First, combine the bright white candy melts and the coconut oil in the candy melt pot. Melt them together on high, while stirring continuously with a heat-resistant spatula.
Next, set the silicone molds on a small baking sheet on a completely flat surface.
Then, spoon the melted chocolate into the seashell silicone molds. Scrape the excess chocolate off with a cake spatula. Tap the trays gently against the counter to remove any air bubbles. I personally like to use several molds at the same time to speed up my process. I suggest using at least 2 silicone molds or more for big batches.
Next, transfer the trays to the fridge or freezer, making sure to lay the molds completely flat. Let the chocolates sit in the fridge for 15 minutes or in the freezer for 5 minutes.
After the chocolate has hardened, carefully remove the chocolates from the silicone molds. Use a small knife to cut away any extra chocolate from the edges.Try not to handle the homemade candies too much as the body heat from your hands can make the chocolate melt.

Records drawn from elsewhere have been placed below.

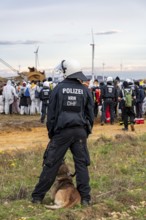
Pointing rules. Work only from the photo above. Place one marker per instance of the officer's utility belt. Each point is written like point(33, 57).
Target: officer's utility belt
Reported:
point(108, 99)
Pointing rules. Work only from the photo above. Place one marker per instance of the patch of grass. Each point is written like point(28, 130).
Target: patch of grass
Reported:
point(117, 179)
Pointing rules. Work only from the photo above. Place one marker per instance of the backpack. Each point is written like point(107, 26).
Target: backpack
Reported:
point(128, 97)
point(37, 94)
point(27, 93)
point(45, 94)
point(139, 95)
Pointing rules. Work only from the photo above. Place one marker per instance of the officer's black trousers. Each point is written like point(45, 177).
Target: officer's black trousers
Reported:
point(128, 112)
point(75, 139)
point(44, 111)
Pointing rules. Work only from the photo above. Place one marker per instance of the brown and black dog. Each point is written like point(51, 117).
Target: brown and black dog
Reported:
point(64, 193)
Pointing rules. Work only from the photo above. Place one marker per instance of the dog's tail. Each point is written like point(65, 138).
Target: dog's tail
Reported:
point(53, 207)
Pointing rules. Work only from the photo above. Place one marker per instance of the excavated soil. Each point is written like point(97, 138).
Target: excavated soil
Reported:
point(25, 132)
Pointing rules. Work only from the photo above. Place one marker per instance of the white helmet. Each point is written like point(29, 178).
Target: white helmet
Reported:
point(68, 67)
point(109, 79)
point(46, 84)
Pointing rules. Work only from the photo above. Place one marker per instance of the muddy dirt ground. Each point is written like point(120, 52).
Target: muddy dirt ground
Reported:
point(24, 132)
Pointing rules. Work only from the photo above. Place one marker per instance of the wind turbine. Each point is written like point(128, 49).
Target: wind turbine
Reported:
point(93, 52)
point(36, 57)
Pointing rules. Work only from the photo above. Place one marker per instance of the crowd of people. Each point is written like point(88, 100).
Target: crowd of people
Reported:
point(25, 98)
point(111, 101)
point(71, 107)
point(31, 98)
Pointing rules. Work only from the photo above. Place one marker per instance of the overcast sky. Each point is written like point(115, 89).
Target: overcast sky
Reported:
point(63, 29)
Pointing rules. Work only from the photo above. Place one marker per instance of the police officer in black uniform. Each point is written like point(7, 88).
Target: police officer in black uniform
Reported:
point(69, 122)
point(109, 97)
point(44, 97)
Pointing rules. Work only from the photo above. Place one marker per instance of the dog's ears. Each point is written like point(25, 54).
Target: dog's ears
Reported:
point(63, 161)
point(71, 175)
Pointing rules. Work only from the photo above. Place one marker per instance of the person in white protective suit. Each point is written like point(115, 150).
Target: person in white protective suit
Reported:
point(9, 93)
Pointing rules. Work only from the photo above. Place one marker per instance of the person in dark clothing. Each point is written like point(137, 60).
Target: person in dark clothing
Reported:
point(139, 92)
point(69, 122)
point(96, 92)
point(109, 98)
point(44, 97)
point(127, 110)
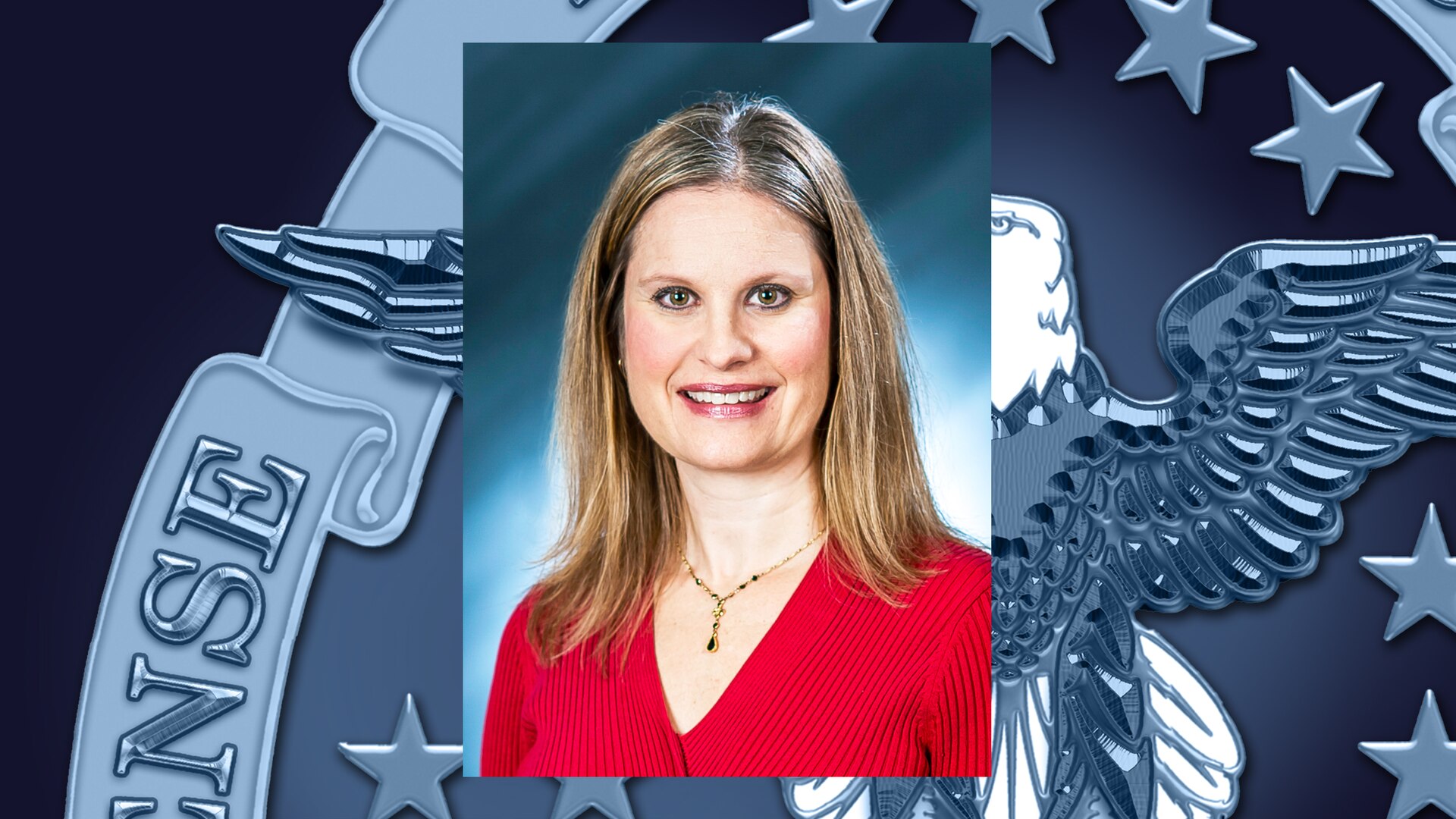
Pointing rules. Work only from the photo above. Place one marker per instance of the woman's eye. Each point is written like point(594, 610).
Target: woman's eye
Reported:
point(674, 297)
point(770, 297)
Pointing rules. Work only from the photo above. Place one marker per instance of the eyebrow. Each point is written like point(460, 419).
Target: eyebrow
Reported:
point(769, 276)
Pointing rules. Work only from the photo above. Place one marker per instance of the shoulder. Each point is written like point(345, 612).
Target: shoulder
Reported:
point(960, 573)
point(516, 635)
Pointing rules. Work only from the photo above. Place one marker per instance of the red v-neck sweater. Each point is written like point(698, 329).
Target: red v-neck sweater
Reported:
point(840, 686)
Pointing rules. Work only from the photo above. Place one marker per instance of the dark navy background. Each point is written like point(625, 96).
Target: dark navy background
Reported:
point(140, 127)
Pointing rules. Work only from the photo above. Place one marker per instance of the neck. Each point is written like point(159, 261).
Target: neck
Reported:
point(745, 522)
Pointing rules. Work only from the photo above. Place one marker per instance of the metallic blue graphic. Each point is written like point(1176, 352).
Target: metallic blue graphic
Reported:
point(878, 798)
point(1433, 27)
point(1302, 366)
point(1326, 139)
point(201, 605)
point(403, 290)
point(833, 20)
point(1426, 765)
point(604, 795)
point(1180, 42)
point(1426, 580)
point(1018, 19)
point(408, 768)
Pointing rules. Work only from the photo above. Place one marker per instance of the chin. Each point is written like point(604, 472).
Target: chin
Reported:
point(724, 455)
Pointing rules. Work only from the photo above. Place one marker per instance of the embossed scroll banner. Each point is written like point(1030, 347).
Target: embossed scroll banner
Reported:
point(207, 588)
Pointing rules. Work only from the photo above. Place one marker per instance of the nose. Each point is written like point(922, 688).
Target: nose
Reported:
point(726, 341)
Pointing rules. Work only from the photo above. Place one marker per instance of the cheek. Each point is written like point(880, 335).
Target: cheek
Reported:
point(802, 350)
point(650, 347)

Finally, brush the homemade chocolates with the food glitter and they’re ready to serve.
Notes
To store homemade chocolates: just transfer the chocolate seashells to an airtight container and store either in the fridge for 2 weeks or in the freezer for up to 3 months. You can use small cuts of parchment paper or wax paper in between the layers to help keep the chocolates separated and intact. Always mark the date on the outside of the container to keep up with freshness.